Symmetry resolved entanglement in integrable field theories via form factor bootstrap

TL;DR

This paper develops a form factor bootstrap method to compute symmetry-resolved entanglement entropies in integrable quantum field theories, providing explicit results for models like the Ising and sinh-Gordon theories.

Contribution

It introduces a novel bootstrap approach for symmetry-resolved entanglement in integrable models and computes explicit universal functions for the Ising model.

Findings

Entanglement equipartition is generally expected in these models.

The first subleading correction breaking equipartition is identified.

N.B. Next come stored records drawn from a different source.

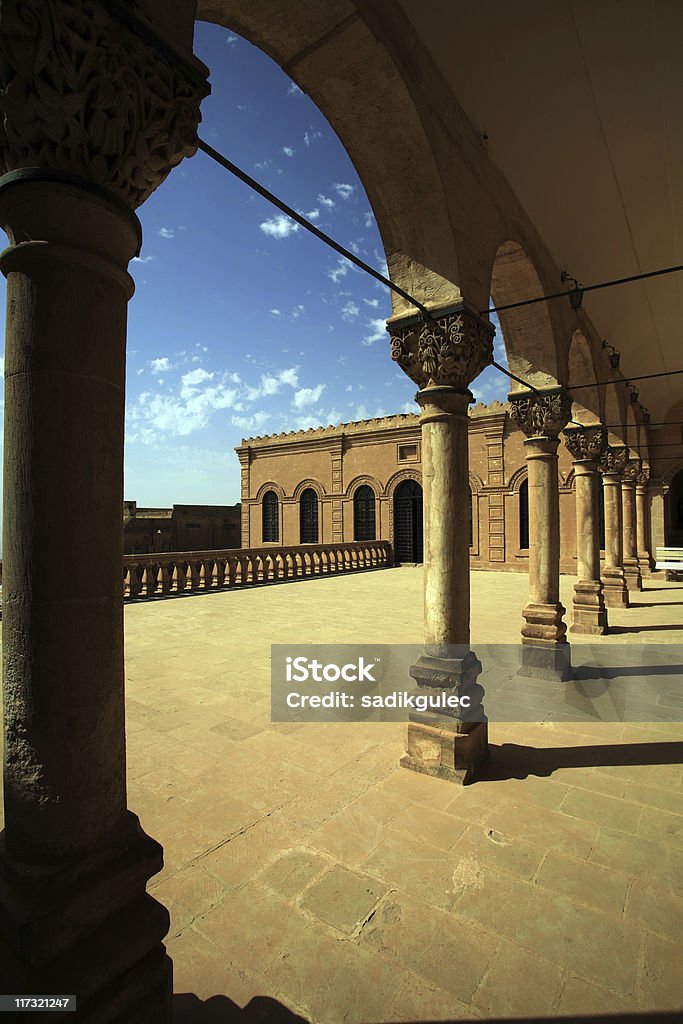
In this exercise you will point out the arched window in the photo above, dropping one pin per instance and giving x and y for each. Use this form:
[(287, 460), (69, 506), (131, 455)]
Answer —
[(523, 516), (364, 514), (270, 512), (471, 516), (308, 516), (601, 516)]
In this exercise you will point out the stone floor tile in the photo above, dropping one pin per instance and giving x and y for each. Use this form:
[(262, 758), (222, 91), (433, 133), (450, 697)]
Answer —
[(655, 909), (293, 871), (659, 984), (251, 927), (435, 827), (537, 825), (656, 863), (583, 999), (584, 882), (569, 935), (518, 984), (334, 980)]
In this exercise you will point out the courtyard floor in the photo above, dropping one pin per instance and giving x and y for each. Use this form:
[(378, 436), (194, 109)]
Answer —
[(308, 877)]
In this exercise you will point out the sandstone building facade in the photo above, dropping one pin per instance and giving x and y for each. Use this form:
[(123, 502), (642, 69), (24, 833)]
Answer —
[(364, 481)]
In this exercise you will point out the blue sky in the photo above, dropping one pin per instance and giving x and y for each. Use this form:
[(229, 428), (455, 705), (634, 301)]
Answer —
[(243, 323)]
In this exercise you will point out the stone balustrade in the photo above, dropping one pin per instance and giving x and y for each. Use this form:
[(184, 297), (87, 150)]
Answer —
[(196, 571)]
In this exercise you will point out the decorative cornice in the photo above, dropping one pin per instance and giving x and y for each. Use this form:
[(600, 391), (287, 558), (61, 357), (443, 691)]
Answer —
[(586, 443), (614, 459), (447, 351), (84, 94), (541, 414)]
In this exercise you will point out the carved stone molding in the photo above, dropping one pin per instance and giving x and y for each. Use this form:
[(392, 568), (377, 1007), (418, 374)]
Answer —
[(447, 351), (82, 94), (586, 443), (614, 459), (541, 414), (632, 470)]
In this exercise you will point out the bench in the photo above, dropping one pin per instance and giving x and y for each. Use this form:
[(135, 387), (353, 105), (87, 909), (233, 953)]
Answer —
[(671, 560)]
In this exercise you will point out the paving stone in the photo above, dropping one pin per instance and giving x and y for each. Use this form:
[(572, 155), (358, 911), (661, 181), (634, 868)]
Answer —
[(569, 935), (251, 927), (655, 909), (292, 871), (654, 862), (660, 981), (342, 898), (585, 883), (518, 984), (601, 809)]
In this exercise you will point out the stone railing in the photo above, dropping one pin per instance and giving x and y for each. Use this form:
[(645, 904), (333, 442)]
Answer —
[(198, 571)]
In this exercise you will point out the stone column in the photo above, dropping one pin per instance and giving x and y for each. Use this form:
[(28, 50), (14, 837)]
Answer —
[(442, 356), (545, 649), (630, 524), (612, 464), (645, 560), (586, 445), (93, 119)]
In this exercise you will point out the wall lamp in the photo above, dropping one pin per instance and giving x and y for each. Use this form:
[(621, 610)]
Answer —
[(577, 293), (612, 353)]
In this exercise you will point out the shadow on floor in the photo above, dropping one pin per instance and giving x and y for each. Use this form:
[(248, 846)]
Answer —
[(515, 761), (188, 1009), (642, 629)]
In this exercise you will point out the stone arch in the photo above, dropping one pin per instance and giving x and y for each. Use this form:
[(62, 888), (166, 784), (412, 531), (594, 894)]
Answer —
[(304, 484), (517, 479), (270, 485), (402, 474), (359, 481), (581, 372), (529, 333), (381, 137)]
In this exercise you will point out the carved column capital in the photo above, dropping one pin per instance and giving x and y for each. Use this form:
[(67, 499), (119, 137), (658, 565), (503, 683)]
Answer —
[(447, 351), (586, 443), (614, 460), (541, 414), (86, 93)]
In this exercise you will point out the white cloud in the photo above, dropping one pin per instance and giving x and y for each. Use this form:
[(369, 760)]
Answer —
[(280, 226), (378, 332), (308, 395), (343, 189), (252, 423), (340, 270), (349, 311), (160, 366)]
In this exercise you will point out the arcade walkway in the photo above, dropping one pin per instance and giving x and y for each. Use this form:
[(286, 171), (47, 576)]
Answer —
[(303, 866)]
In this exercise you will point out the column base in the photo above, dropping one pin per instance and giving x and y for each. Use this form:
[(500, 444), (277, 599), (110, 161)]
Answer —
[(632, 573), (452, 747), (646, 565), (88, 928), (614, 590), (443, 753), (590, 615), (546, 660)]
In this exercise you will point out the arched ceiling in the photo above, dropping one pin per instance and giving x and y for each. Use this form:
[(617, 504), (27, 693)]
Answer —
[(582, 104)]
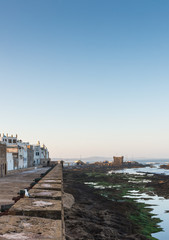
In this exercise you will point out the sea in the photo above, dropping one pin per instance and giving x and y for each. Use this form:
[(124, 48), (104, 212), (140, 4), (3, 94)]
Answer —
[(160, 205)]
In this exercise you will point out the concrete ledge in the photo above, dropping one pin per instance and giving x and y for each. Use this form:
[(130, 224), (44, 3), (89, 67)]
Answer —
[(50, 181), (23, 170), (29, 228), (45, 194), (46, 208)]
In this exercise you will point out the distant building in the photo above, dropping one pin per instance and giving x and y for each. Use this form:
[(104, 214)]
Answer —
[(9, 140), (44, 156), (118, 160), (79, 162), (3, 163), (37, 154), (10, 161), (22, 155), (12, 158)]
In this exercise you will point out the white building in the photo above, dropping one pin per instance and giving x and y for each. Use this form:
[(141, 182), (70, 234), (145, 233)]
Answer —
[(37, 154), (10, 161), (9, 140), (22, 154)]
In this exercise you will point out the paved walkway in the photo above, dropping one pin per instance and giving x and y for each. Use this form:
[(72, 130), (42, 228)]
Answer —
[(11, 184)]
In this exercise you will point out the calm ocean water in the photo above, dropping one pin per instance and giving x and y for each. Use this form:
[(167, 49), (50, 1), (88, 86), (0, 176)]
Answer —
[(160, 205)]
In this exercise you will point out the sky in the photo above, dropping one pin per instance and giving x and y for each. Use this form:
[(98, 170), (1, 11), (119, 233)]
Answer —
[(86, 77)]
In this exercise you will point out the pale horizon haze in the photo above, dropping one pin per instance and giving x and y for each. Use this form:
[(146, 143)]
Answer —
[(86, 77)]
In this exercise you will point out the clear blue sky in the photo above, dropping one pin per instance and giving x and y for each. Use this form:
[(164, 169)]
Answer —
[(86, 77)]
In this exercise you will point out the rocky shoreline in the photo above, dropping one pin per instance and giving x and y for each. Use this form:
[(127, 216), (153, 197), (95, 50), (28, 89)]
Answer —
[(92, 216)]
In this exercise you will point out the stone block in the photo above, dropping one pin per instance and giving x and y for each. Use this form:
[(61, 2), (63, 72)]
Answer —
[(37, 207), (29, 228)]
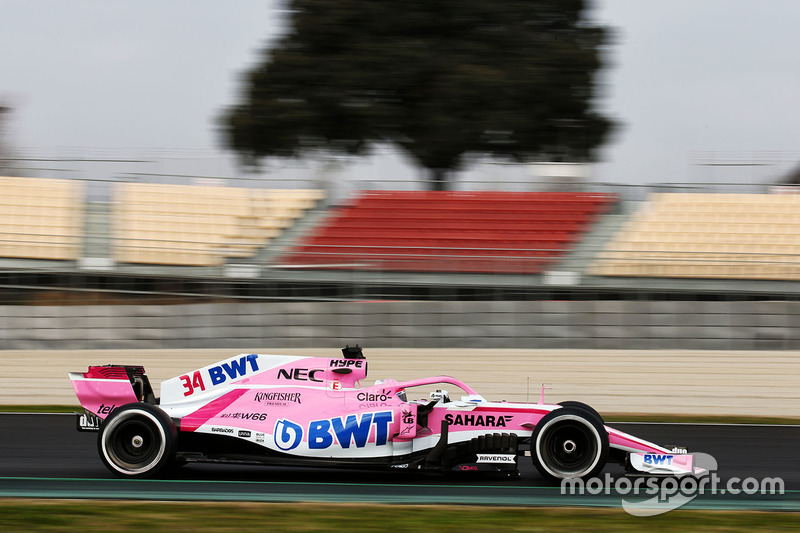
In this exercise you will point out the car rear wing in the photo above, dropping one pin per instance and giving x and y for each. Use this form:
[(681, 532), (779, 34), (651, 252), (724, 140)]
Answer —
[(102, 389)]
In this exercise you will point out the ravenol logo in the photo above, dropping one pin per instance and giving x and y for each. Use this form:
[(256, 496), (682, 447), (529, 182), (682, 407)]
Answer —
[(321, 433)]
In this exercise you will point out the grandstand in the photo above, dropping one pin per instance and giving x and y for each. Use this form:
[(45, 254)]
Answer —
[(185, 231), (255, 267), (724, 236), (468, 232), (41, 218), (192, 225)]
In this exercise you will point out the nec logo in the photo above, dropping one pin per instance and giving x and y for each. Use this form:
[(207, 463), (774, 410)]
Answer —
[(300, 374)]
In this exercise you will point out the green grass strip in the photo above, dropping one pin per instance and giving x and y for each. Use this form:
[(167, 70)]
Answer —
[(155, 517)]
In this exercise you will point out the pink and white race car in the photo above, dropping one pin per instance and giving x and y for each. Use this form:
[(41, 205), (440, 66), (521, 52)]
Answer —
[(290, 410)]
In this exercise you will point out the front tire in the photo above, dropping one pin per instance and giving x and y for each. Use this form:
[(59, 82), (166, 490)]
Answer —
[(137, 440), (569, 443)]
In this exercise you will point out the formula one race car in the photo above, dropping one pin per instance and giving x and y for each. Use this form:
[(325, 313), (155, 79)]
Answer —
[(289, 410)]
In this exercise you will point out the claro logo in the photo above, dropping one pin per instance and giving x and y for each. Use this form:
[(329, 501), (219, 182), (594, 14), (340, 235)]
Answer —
[(323, 434), (300, 374)]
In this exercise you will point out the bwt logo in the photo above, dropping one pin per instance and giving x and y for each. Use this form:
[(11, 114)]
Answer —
[(657, 459), (233, 369), (300, 374), (321, 433)]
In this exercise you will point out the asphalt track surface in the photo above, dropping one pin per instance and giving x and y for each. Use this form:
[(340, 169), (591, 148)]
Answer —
[(43, 456)]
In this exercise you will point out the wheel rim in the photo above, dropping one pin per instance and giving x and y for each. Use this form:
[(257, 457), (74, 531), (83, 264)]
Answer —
[(134, 442), (568, 447)]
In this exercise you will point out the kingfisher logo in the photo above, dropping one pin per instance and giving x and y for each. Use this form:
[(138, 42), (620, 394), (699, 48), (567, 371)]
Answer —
[(322, 434), (287, 435)]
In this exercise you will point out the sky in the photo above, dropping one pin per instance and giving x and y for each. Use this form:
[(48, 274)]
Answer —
[(703, 90)]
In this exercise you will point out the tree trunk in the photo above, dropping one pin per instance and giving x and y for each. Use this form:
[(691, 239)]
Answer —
[(437, 179)]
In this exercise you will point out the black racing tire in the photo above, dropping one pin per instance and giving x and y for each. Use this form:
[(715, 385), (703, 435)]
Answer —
[(569, 443), (137, 440), (588, 408)]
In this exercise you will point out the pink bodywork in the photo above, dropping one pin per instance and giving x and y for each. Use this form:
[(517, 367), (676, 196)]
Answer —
[(313, 406)]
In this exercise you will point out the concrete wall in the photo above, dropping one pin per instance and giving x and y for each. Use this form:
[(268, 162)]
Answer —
[(724, 382), (535, 324)]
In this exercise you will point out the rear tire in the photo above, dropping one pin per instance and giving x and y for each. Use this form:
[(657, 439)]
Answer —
[(137, 440), (569, 443), (585, 407)]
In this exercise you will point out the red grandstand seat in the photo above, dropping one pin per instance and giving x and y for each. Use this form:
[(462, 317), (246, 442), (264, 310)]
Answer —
[(462, 231)]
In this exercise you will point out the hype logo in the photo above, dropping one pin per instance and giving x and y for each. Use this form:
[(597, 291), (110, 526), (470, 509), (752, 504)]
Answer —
[(287, 435)]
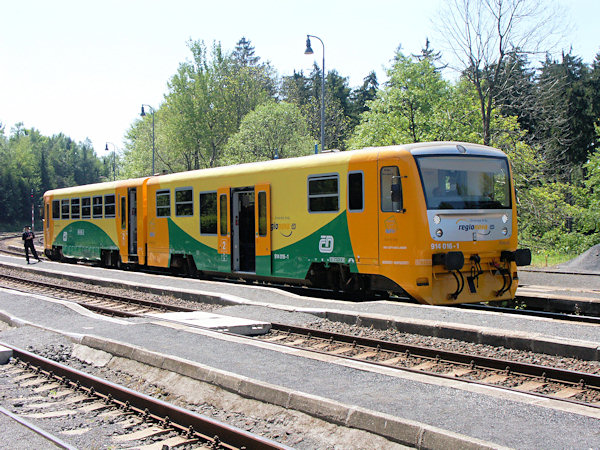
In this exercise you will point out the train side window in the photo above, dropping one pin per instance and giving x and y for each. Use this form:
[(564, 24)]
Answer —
[(184, 202), (262, 213), (223, 217), (109, 205), (97, 207), (391, 190), (163, 203), (74, 208), (64, 208), (356, 194), (323, 193), (86, 208), (56, 209), (123, 212), (208, 213)]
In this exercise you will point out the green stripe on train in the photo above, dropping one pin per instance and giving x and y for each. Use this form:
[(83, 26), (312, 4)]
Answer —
[(205, 257), (83, 240), (329, 244)]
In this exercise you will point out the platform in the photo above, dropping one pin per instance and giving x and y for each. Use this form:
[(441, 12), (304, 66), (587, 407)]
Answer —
[(411, 408), (216, 322)]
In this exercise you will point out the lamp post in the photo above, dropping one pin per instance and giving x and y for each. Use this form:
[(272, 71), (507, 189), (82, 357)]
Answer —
[(309, 51), (114, 158), (143, 114)]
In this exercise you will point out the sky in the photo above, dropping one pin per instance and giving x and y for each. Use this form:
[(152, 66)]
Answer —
[(84, 68)]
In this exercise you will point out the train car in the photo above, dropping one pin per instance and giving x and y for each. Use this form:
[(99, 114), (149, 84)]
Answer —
[(436, 221), (103, 222)]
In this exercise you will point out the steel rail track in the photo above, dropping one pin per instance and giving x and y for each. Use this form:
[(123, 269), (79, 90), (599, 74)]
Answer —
[(580, 380), (39, 431), (184, 421)]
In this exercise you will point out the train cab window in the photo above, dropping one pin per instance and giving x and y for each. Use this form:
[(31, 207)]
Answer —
[(74, 208), (56, 209), (208, 213), (356, 193), (163, 203), (391, 190), (184, 202), (86, 208), (97, 207), (262, 213), (323, 193), (109, 205), (64, 208), (223, 216)]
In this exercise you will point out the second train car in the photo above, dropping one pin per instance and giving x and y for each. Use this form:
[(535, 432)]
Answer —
[(436, 221)]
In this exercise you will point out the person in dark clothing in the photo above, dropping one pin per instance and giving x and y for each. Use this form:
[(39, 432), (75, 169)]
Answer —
[(28, 238)]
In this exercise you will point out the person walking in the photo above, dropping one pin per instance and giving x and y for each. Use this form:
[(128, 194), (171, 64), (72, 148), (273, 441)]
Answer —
[(28, 238)]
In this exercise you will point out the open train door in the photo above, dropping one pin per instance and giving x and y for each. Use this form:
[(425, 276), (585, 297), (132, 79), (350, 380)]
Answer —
[(224, 229), (262, 221)]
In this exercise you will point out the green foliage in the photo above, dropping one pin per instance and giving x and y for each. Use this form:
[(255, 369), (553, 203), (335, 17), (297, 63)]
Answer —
[(31, 163), (205, 104), (272, 130), (417, 105)]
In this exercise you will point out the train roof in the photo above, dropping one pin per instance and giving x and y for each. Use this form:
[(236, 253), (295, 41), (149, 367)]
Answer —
[(331, 157), (95, 187)]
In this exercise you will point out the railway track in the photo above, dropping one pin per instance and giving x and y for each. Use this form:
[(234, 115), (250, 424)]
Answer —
[(59, 391), (577, 387)]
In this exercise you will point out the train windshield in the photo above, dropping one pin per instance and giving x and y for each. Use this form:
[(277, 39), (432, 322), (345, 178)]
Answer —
[(465, 182)]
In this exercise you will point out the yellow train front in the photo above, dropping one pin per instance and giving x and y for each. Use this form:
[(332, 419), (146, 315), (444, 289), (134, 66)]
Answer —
[(436, 221)]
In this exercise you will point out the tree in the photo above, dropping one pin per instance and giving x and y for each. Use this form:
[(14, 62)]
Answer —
[(272, 130), (410, 108), (361, 96), (204, 106), (565, 124), (306, 93), (482, 33)]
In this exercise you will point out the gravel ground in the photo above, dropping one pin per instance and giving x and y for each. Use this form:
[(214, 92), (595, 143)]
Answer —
[(290, 428), (308, 320)]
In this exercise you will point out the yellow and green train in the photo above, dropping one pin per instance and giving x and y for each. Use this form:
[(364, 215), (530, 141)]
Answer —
[(436, 221)]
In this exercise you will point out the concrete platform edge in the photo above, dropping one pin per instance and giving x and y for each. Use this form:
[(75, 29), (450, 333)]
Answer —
[(397, 429)]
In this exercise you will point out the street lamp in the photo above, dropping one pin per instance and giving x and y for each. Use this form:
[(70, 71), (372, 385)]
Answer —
[(114, 158), (309, 51), (143, 114)]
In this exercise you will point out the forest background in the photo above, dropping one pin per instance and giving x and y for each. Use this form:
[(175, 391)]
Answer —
[(228, 107)]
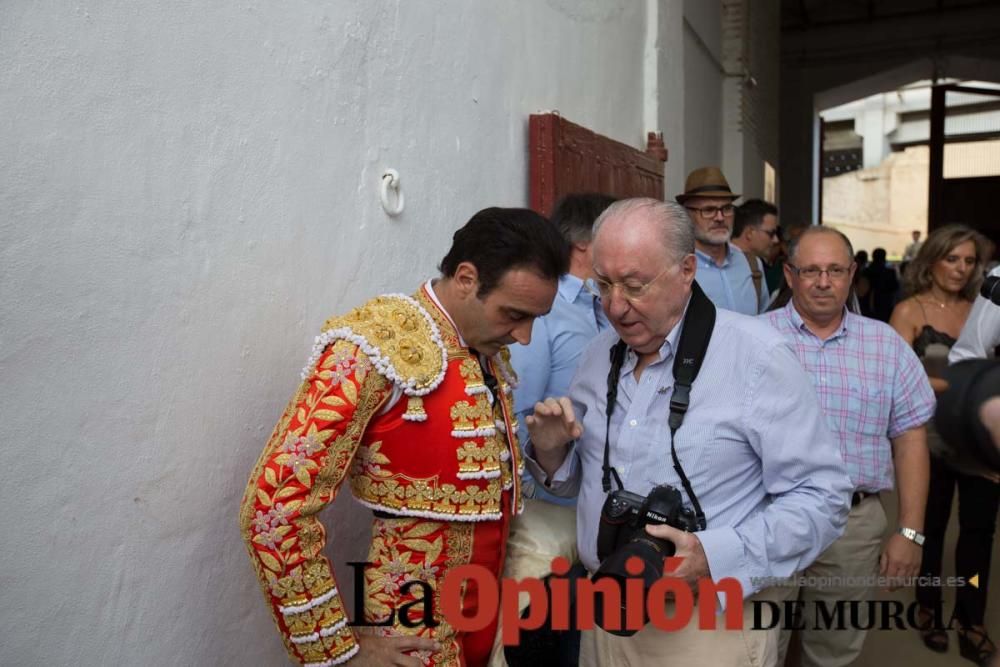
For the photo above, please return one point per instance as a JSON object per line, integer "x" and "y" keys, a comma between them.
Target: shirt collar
{"x": 570, "y": 287}
{"x": 711, "y": 260}
{"x": 429, "y": 288}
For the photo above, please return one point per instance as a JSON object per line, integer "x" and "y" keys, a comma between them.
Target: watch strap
{"x": 912, "y": 535}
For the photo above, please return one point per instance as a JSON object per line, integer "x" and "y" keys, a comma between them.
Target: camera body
{"x": 625, "y": 515}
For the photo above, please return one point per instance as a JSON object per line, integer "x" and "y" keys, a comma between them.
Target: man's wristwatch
{"x": 912, "y": 535}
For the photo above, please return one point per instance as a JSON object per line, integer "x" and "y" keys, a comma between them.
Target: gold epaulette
{"x": 505, "y": 367}
{"x": 397, "y": 335}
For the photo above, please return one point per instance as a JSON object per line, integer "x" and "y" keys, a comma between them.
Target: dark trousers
{"x": 977, "y": 514}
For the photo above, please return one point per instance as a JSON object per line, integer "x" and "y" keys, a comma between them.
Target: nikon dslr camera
{"x": 622, "y": 534}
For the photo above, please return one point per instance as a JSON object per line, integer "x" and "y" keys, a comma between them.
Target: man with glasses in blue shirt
{"x": 724, "y": 273}
{"x": 754, "y": 445}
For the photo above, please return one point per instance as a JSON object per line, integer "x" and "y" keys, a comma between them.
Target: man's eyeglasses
{"x": 632, "y": 291}
{"x": 709, "y": 212}
{"x": 814, "y": 272}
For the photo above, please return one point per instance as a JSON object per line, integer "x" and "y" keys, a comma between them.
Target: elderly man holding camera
{"x": 764, "y": 490}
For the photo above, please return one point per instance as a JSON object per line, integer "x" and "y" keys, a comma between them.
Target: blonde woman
{"x": 943, "y": 280}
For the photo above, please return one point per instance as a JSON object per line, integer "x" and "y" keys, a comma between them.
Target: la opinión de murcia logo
{"x": 552, "y": 600}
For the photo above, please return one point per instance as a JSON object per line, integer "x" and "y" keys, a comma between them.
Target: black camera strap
{"x": 696, "y": 331}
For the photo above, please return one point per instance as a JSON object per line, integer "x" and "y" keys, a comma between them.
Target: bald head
{"x": 643, "y": 221}
{"x": 831, "y": 235}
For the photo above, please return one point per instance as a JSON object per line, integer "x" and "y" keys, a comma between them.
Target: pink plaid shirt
{"x": 871, "y": 386}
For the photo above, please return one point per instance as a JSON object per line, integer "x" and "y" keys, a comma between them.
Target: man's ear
{"x": 689, "y": 265}
{"x": 466, "y": 279}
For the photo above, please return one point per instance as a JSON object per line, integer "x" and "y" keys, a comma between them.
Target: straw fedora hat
{"x": 706, "y": 182}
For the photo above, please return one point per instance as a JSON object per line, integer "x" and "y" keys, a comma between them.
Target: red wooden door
{"x": 566, "y": 158}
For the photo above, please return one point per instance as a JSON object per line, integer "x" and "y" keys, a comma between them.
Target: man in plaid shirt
{"x": 876, "y": 398}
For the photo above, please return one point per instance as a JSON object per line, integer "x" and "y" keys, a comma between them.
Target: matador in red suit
{"x": 409, "y": 398}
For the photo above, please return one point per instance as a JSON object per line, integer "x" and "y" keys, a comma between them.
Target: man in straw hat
{"x": 723, "y": 271}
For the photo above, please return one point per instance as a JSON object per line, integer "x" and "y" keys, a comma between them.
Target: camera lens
{"x": 650, "y": 551}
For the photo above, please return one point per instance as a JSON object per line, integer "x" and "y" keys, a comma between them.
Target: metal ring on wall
{"x": 390, "y": 180}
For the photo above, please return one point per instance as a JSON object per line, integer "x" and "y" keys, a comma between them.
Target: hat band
{"x": 705, "y": 188}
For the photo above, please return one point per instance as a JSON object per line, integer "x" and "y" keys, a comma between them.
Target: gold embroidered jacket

Complete computation of symmetry-resolved von Neumann entropy for the Ising model is provided.

Abstract

We consider the form factor bootstrap approach of integrable field theories to derive matrix elements of composite branch-point twist fields associated with symmetry resolved entanglement entropies. The bootstrap equations are determined in an intuitive way and their solution is presented for the massive Ising field theory and for the genuinely interacting sinh-Gordon model, both possessing a $\mathbb{Z}_{2}$ symmetry. The solutions are carefully cross-checked by performing various limits and by the application of the $\Delta$-theorem. The issue of symmetry resolution for discrete symmetries is also discussed. We show that entanglement equipartition is generically expected and we identify the first subleading term (in the UV cutoff) breaking it. We also present the complete computation of the symmetry resolved von Neumann entropy for an interval in the ground state of the paramagnetic phase of the Ising model. In particular, we compute the universal functions entering in the charged and symmetry resolved entanglement.